Neumark and Lee

Where are they now?

The trip back to 1980 (or so) in this photo is fascinating enough. It takes us right into the clothing and hair styles of the era, and the equipment, and the scientists’ oneness with with the apparatus. But a lot has happened since then.

For instance: the professor standing there with his armpit full of gauges went on, a half-dozen years later, to win the Nobel Prize in Chemistry. He’s Yuan T. Lee, who was born in Taiwan and came to Berkeley for his Ph.D., which he earned in 1965. As a grad student, he became interested in crossed molecular beam studies of reaction dynamics, and in pursuit of this he made major contributions to the understanding of elementary chemical processes. After working at Harvard with Dudley Herschbach (who would become one of his co-winners of the Nobel), he came back to Cal in 1974 as a professor of chemistry and a principal investigator at LBNL. After two decades here, he returned to Taiwan to head its most prominent research institution, Academia Sinica. Lee has retired from that post, and this year begins a term as president of the International Council for Science.

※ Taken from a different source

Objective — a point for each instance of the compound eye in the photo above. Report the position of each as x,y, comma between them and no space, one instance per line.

And Lee’s grad students, perched so casually on the machinery? The one in the yellow shirt, Daniel Neumark (Ph.D. ’84), is still at Berkeley, where he is the new chair of the chemistry department. The fellow on the left with the mustache, Alec Wodtke (Ph.D. ’86), is now director of the Max Planck Institute for Biophysical Chemistry. In plaid at the top of the pyramid then, Gary Robinson (Ph.D. ’88) is now chief business officer for Celek Pharmaceuticals, whcih he co-founded in 2009.

All this might have remained unconnected if an indistinct photocopy of the quartet image hadn’t turned up in Daniel Neumark’s lab. On a hunch, Michael Barnes, who edits the College of Chemistry’s magazine Catalyst and is himself a Cal alum (econ, A.B.D., and winner of an Outstanding GSI Award in ’93), sent a copy to LBNL photographer Roy Kaltschmidt, who dug around and found the original image in the lab’s photo archives. And it now graces the cover of the Fall 2010/Winter2011 issue of Catalyst. In it (on page 4), Daniel Neumark introduces himself as the new chair and answers the question all department chairs must ask themselves: “Why am I doing this?”